In the book that I am reading, the author notes that " $\exists y \in B, \ \forall x \in A, \ P(x,y)$" is a "stronger" statement than "$\forall x \in A,\ \exists y \in B, \ P(x,y)$" because the first one implies the truth of the second one…but the second one does not imply the truth of the first.
I think I understand the if then comment quite well and have included pictures to express my understanding:
For the "stronger case", we have:
if $\ \ \exists y \in B, \ \forall x \in A, \ P(x,y)$, then $\ \forall x \in A,\ \exists y \in B, \ P(x,y)$
which can be illustrated as:
(Hopefully this is comprehensible…I'm basically showing two equivalent pictures and that both versions of this picture satisfy the 'meaning' of the antecedent and consequent. And by "equivalent" I mean that both pictures describe the same element pairs that result in truth)

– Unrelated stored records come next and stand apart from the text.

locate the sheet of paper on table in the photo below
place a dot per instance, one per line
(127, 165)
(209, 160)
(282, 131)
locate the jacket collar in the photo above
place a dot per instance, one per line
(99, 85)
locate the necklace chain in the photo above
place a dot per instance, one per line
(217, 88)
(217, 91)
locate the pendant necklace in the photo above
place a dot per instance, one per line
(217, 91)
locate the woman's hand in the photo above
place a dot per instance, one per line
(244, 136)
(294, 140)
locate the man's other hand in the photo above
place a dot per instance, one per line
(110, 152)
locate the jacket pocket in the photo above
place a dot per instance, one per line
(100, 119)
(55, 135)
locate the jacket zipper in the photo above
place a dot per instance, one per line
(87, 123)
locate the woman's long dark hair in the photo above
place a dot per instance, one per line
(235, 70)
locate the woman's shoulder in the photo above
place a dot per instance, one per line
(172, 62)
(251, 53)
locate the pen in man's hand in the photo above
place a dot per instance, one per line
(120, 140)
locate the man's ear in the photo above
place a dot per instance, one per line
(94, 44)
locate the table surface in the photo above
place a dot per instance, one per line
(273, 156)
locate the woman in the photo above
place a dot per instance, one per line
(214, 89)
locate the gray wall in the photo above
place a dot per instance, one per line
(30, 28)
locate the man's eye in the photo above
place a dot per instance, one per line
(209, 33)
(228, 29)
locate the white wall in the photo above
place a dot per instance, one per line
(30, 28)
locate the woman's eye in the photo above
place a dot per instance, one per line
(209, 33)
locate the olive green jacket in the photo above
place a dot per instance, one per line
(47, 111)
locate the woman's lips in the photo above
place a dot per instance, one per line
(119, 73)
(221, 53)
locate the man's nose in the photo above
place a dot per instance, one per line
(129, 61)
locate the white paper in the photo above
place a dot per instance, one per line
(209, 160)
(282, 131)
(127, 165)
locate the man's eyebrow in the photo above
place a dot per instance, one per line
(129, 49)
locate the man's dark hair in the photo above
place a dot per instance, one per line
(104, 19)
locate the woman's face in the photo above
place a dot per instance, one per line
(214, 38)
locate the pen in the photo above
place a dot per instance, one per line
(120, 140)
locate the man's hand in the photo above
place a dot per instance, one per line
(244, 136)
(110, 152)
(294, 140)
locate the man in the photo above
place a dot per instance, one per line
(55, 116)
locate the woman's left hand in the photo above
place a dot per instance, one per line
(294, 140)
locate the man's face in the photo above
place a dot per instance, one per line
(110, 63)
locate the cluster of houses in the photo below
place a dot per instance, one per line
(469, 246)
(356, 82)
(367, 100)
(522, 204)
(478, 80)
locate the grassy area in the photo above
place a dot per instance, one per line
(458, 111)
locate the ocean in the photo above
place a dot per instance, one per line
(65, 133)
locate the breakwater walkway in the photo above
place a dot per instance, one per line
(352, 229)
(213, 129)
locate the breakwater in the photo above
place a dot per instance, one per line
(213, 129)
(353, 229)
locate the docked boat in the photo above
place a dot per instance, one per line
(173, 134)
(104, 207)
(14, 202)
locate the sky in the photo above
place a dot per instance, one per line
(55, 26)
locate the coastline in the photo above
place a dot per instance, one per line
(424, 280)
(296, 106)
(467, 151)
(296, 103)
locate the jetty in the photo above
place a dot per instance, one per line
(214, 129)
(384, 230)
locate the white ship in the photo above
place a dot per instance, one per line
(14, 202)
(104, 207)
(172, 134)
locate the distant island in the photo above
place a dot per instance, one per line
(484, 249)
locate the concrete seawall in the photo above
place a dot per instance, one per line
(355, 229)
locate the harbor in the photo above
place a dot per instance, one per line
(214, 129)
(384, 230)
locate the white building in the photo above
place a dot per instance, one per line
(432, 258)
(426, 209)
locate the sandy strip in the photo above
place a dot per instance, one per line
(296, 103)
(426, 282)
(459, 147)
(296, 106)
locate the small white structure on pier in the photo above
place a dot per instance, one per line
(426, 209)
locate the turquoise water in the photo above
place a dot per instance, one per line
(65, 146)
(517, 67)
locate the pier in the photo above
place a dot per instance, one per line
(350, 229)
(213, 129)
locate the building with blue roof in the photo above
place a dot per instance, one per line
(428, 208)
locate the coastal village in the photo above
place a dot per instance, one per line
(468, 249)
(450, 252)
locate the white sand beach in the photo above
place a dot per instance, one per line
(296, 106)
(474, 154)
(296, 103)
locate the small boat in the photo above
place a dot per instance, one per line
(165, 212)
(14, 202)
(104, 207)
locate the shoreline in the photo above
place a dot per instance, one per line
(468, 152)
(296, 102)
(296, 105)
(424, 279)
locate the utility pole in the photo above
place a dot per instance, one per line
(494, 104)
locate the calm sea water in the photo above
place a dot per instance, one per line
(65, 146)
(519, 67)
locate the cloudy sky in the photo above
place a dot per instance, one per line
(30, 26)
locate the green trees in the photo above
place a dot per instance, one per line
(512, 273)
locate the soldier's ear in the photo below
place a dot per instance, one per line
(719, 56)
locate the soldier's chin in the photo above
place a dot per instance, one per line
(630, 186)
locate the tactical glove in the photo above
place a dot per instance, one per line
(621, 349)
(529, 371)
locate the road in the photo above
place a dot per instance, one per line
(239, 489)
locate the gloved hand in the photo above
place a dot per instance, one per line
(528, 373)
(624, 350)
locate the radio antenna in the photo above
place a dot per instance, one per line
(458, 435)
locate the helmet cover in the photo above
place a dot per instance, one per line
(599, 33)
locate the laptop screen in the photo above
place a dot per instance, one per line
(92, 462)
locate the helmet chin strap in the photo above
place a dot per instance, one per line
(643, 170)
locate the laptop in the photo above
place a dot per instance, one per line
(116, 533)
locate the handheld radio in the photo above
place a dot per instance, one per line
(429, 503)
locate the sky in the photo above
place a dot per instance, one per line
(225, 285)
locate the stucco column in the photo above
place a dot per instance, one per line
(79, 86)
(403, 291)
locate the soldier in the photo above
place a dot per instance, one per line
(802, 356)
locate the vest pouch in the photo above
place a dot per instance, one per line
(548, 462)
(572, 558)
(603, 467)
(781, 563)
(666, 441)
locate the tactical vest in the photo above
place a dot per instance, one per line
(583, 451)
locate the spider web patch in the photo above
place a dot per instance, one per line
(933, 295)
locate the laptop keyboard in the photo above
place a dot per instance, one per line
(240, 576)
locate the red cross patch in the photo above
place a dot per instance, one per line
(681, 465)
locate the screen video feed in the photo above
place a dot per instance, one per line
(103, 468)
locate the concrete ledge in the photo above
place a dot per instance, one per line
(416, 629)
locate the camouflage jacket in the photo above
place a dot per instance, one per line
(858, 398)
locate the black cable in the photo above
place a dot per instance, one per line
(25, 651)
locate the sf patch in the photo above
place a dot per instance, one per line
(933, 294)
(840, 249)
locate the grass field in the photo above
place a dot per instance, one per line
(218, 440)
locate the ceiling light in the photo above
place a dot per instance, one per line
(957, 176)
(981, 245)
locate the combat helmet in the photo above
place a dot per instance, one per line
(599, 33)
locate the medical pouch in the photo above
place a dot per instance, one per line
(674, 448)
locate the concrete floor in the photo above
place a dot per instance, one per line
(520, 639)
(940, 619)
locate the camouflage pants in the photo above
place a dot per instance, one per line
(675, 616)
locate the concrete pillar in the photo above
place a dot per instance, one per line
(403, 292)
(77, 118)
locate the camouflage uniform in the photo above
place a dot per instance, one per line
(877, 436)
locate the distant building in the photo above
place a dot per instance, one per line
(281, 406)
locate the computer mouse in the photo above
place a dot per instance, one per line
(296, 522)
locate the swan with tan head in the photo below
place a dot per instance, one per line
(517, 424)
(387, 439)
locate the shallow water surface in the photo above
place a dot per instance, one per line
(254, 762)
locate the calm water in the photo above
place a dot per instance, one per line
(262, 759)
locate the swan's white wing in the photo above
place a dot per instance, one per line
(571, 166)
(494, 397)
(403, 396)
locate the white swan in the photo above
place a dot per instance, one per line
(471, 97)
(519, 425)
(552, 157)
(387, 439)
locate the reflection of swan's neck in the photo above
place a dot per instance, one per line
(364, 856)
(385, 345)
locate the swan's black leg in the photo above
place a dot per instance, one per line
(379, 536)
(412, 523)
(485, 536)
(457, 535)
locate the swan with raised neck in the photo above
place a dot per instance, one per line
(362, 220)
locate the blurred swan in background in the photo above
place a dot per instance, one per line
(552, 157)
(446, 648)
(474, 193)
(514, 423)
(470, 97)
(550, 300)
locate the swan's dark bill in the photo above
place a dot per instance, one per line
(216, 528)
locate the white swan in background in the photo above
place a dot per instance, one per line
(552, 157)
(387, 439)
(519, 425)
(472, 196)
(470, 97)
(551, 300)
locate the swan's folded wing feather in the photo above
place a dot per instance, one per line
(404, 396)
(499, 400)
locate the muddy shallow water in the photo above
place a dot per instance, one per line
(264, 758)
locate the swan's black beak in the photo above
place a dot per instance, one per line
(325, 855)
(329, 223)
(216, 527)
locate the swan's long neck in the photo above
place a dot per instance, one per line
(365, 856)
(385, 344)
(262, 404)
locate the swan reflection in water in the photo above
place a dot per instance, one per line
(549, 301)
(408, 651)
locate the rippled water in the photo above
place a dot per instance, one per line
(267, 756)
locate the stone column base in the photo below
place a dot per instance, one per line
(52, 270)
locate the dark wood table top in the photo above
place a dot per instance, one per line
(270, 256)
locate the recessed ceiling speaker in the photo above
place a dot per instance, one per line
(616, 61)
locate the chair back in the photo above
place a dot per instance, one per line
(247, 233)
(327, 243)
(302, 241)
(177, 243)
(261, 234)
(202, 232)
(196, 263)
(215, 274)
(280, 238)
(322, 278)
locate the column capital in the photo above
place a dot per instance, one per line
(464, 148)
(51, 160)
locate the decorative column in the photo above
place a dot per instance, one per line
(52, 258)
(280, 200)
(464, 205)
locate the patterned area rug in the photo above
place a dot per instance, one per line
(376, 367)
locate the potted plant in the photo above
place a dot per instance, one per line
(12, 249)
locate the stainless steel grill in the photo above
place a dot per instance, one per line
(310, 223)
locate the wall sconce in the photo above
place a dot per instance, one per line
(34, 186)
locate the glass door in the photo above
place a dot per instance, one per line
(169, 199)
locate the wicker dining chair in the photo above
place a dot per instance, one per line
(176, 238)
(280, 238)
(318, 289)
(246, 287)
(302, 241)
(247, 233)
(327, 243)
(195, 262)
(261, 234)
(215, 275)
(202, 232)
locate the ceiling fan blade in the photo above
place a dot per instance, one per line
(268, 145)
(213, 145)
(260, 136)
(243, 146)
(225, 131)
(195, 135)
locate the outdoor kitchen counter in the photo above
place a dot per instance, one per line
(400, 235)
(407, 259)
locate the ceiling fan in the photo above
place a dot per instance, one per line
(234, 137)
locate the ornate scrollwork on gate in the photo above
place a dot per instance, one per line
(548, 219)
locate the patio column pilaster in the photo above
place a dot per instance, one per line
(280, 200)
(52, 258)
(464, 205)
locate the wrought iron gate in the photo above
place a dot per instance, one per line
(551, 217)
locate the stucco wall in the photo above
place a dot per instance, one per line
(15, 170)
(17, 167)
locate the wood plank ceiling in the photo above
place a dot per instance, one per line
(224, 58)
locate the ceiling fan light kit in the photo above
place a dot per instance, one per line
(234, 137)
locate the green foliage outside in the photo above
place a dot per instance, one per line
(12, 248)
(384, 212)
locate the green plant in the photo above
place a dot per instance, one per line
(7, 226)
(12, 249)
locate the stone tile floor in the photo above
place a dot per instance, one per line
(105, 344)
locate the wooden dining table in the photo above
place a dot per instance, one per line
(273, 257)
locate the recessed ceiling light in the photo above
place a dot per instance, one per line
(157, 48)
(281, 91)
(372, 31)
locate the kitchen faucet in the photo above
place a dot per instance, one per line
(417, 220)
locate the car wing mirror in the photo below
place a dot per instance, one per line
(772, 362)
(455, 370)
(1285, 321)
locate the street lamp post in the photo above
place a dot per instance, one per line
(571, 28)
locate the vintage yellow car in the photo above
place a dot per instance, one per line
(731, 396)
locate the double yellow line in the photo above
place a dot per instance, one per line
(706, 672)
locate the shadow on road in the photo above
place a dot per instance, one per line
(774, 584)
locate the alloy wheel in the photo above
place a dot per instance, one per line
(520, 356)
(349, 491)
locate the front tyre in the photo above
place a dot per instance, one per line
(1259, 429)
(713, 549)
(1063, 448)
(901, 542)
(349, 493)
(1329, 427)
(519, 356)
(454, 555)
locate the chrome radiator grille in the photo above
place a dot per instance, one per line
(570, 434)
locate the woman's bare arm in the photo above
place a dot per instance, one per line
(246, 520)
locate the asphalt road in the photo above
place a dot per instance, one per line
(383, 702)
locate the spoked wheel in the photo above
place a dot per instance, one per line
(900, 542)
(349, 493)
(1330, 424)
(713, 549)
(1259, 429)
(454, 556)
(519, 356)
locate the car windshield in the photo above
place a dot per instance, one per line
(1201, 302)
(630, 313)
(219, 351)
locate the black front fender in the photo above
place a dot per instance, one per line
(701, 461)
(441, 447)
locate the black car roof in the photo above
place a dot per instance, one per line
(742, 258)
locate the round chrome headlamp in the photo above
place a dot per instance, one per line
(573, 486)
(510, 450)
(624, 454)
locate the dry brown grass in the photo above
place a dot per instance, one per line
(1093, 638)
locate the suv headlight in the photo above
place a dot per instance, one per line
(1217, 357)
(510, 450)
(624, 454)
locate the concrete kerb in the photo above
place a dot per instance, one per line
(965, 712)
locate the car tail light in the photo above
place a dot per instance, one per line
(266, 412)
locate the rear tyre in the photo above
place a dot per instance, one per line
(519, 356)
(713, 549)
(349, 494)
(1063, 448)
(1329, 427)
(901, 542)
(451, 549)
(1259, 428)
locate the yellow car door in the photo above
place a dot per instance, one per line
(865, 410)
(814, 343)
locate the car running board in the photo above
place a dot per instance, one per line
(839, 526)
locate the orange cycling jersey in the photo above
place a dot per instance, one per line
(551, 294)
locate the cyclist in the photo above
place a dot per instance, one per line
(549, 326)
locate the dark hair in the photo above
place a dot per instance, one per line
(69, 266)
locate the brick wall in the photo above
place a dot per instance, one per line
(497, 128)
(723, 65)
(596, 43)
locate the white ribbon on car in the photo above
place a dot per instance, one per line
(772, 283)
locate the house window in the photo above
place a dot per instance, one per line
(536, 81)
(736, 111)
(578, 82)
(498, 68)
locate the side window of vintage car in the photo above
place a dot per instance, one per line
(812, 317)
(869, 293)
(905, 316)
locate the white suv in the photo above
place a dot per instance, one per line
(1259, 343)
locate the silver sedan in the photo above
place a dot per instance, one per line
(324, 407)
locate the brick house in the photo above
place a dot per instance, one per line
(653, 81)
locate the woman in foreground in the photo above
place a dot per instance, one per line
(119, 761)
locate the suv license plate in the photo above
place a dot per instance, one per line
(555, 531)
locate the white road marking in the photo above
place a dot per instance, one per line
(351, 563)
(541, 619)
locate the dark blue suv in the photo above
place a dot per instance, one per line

For the "weaker case", we have:
if $\ \forall x \in A,\ \exists y \in B, \ P(x,y)$, then $\ \exists y \in B, \ \forall x \in A, \ P(x,y)$
Which can be illustrated as follows:
For this weaker case, which could be drawn multiple ways (I just happened to pick one way that would show why this if then statement is false), we see that while the antecedent can be satisfied by the picture, the consequent clearly cannot.
So, okay…cool. I see that the one if then statement is true and the one if then statement is false. But why exactly does this feature make the first case "Strong". In what sense is it strong? Does it allow you to construct proofs more rigorously? Does it allow you to utilize a trick that greatly simplifies proof construction?
In what way does knowing $\ \ \exists y \in B, \ \forall x \in A, \ P(x,y)$ prove more beneficial than knowing $\ \forall x \in A,\ \exists y \in B, \ P(x,y)$?
Any insight (or examples) is greatly appreciated!
Best Answer
If general, a statement $F$ is told stronger than another statement $G$ if the implication $F \Rightarrow G$ holds (i.e. if $G$ holds whenever $F$ holds) but the converse implication $G \Rightarrow F$ does not hold (i.e. it is possible that $G$ holds but $F$ does not hold).
As you said, this is the case for $F = \exists y \in B \, \forall x \in A \, P(x,y)$ and $G = \forall x \in A \, \exists y \in B \, P(x,y)$, because if you assume $F$ then you can always prove $G$ (independently from the meaning of $A$, $B$ or $P$) but clearly the converse is not true: indeed, in the situation where $A = B = \mathbb{N}$ and $P = \, <$, we have that $F = \exists y \in \mathbb{N} \, \forall x \in \mathbb{N} : x < y$ is false ($\mathbb{N}$ has no maximum) but $G = \forall x \in \mathbb{N}\, \exists y \in \mathbb{N} : x < y$ (for every natural number $x$, its successor $x+1$ is greater than $x$).